Crafting OKRs That Work
When working with the OKR framework, it’s important to design good OKRs. A good OKR is ambitious yet practical, and most importantly, it’s measurable. As you’re coming up with one, three simple questions serve as guidelines.
- Where do I want to go?
This defines your objective. This is the direction you want to go, and it should not be measurable. Example: Start a round of investment.
- How do I know I’m getting there?
This defines your key result(s) and makes you put in a precise number. It has to be measurable. Example: At least $100,000 committed, one month from now.
- What do I need to do to get there?
This defines initiatives to achieve your key results. This is where all the action happens, and initiatives are what complete OKRs. Example: Attend 10 conferences.
Example of a Good OKR
This is a good OKR for several reasons:
- The objective (to get more Instagram sign-ups) is clear and not measurable.
- Initiative 1 (to post new content daily) is ambitious yet possible.
- Initiative 2 (to post three videos weekly) contains a number to measure.
Example of a Bad OKR
This is a bad OKR for the following reasons:
- The objective (to double company valuation) is not supposed to be measurable.
- Initiative 1 says to sign up “multiple accounts,” which is vague.
- Initiative 2 (to capture 100% market share) is unrealistic.
Rolling Out an OKR Program
Let’s now take a look at the things you need to roll out an effective OKR program.
Company Mission and Vision
When a company is set up, its mission and vision define its goals, purpose, and values. This is why company OKRs start with the company’s mission statement and vision for the future. Without those, there is no clear foundation on which to build an OKR program.
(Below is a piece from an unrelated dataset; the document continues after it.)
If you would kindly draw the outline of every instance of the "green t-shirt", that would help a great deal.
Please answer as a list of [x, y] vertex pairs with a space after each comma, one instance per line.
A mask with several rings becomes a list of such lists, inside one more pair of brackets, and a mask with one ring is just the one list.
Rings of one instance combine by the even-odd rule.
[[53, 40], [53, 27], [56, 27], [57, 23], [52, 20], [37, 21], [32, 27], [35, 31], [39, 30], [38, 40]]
It’s not uncommon to see start-ups or smaller organizations rethink and sometimes change their mission statements when carrying out this exercise.
With a clear mission, vision, and business strategy that OKRs can support, you have the very first piece, since these usually span decades and can serve as a basis for yearly company OKRs.
As you move downstream in your organization, the frequency between setting and evaluating OKRs reduces. In most cases, top management defines company OKRs on a yearly basis, while smaller teams should do so weekly or quarterly. This is mainly because teams are the driving force behind the execution of business strategy via the initiatives they set out.
This shorter cadence is also to make sure that teams function in a more agile way. That way, they’re able to use their learnings to stay on top of their OKRs, which translate to the company OKRs.
When creating our OKRs, we saw that making the initiatives and key results measurable was important. Well, they won’t be that important if there’s no way to track them. This is why organizations use platforms that bring end-to-end visibility like Plutora to follow up on software development process metrics. This helps to facilitate the transition to outcomes thinking by providing dashboards that display and track specific OKRs.
Best Practices for OKR Implementation
Like any new concept, software, or methodology you throw at people, it’s key to do so gradually. Here are some best practices to facilitate effective OKR implementation.
- Don’t set too many of them.
- Make them transparent by getting everyone involved.
- In contrast to other measurables like KPIs, create new OKRs frequently and update progress regularly.
- Use tools to track your OKRs.
As you can see, just knowing what an OKR is doesn’t suffice. The real transformation comes from using this execution-oriented and focused goal-setting framework. And with a dedicated platform to track the OKR progress such as Plutora, you’re set up for success with this methodology.